Stoneywell by Ernest Gimson

Drawing  "Stoneywell by Ernest Gimson" by Ernest Gimson (died 1919) - Licensed under Public Domain via Wikimedia Commons -


Michael Woods, of the East Midlands Group is organising a visit to the newly-opened National Trust property Stoneywell, near Ulverscroft.

This cottage is of great historic significance in the life of architect and furniture designer Ernest Gimson and the Arts and Crafts movement.

The property is small and visits must be booked in advance, so if you would like to join with TATHS members you must contact Michael first. He suggests a weekend visit on 18 or 19 July; if you would like to come but cannot make either date, do still email Michael and suggest alternatives and he will do what he can to accommodate the greatest number.

The tool shop in the village at the Black Country Museum


The 2016 Conference will be held over the weekend of 1-3 April, Friday through to Sunday. (This is the week immediately following Easter, which falls on 27 March.)

The conference hotel will be the Holiday Inn at Walsall and the focus for the conference visits will be the superb Black Country Living Museum. The museum covers a huge site and includes a coal mine, Newcomen steam engine, lime kiln, canal dock, an iron works, historic transport, a fairground, a village street, and many other exhibits, including a rather nice tool shop.

The conference will also include the seventh biennial Mark Rees Memorial Lecture.

Keep these dates free and watch for further news about activities and booking arrangements.

We are delighted to announce that we have recently received a significant donation from the Salaman Family.

Myer Salaman together with other members of the extended family of the late Raphael Salaman have made a generous donation to ensure the longevity of this awards scheme. We can now be confident that research into historic tools and trades will be supported by the society far into the future.

More please!

We would like to invite you too to make a donation to add further to this fund. All donations will be gratefully received, irrespective of how much your budget allows. Research into the history of tools and trades is still offering many opportunities that are yet to be explored and published. Supporting amateur and professional individuals to research and publish material about this wide and fascinating aspect of our heritage is at the core of the Tools and Trades History Society. It is the intention of TATHS, via the Salaman Awards, to publish the results of the research findings of all future recipients of a grant thus making it available to the wider public.

Your donation will help ensure that any successful applicant in future will have all the support that is required for the completion of their intended research. Past recipients have fully used their grants to support study trips, gain photographic material or access specialist advice, equipment etc. Your support will assist in elevating the research of historic tools and trades into the higher position that it deserves.

We look forward to hearing from you - please contact me using the email address below. I will be happy to discuss this proposal further and to receive any donation.

Many thanks,

Jonathan Green-Plumb

Regular readers will have noticed that some of the furniture has been moved about a bit.

In response to feedback I have reduced the number of menus and made the home page give more prominence to the changing activities of the society.

All the familar information is still available; please let me know if you have any comments, questions or suggestions.

The TATHS webmaster

TATHS display

Throughout the year, TATHS members get out and about at some very enjoyable events - country shows, steam fairs, woodland celebrations, that sort of thing.

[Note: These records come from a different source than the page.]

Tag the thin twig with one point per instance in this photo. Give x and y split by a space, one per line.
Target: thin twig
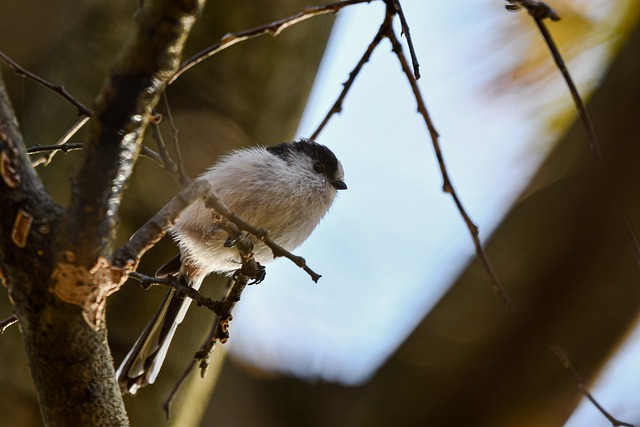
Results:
155 228
218 334
565 360
346 86
167 163
45 160
181 290
60 90
212 201
447 184
4 324
540 11
183 178
65 148
273 28
407 34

We generally erect a tent and display an assortment of old tools, alongside some of our publications for sale. They are listed on this site, under Future Events.

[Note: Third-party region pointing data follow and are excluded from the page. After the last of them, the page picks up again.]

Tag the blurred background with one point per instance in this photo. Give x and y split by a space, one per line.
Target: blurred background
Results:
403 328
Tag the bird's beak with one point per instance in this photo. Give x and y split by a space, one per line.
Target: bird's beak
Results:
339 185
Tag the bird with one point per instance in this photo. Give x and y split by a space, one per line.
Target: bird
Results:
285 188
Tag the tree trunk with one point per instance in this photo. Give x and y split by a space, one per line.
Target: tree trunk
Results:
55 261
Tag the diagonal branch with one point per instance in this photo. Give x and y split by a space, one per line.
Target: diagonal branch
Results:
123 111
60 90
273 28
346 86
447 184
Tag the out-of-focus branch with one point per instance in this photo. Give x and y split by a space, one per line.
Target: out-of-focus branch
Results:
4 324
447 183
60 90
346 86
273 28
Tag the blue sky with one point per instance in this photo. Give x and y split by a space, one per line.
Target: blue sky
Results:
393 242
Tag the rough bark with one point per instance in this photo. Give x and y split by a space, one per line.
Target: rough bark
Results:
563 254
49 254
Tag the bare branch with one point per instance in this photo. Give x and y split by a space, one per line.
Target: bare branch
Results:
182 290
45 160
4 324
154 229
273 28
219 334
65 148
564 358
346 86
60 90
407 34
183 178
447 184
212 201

It's a way of saying to visitors, "These old tools are interesting. Come and have a look and have a natter about them." Many visitors will have a story about a trade their father or grandfather followed. Few can resist the challenge of picking up an intriguing 'watsit' and trying to work out what it was for and how it was used.

If you are thinking of going to any of these events, why not come along as a volunteer on the TATHS stand? You will get in to the event free of charge, you can spend the day chatting about old tools, and you might even learn something yourself, while supporting our charitable objective of educating the general public.

There is always an experienced crew who have enjoyed these events before, but it would be great to get to know some of our newer or shyer members.

So, pick an event near you and contact the organiser mentioned, or email Events Coordinator Mike Rogers on Maybe you have spotted an event near you where a TATHS display would go down well - why not contact Mike and see if we can expand our coverage?


Hand file grinding at Thos Firth c 1900

The manufacture and history of files

Mr Jim Nicholson, one of the few people left in Sheffield who worked in the file cutting trade, will be presenting a talk and slide show on the history of files, to be followed by a question and answer session, at Kelham Island Museum. Mr Nicholson worked for John Bedford's in their Lion Works.

Tuesday 14th JULY 2pm to 3.30pm in the National Fairground Archive, at Kelham Island Museum, Sheffield.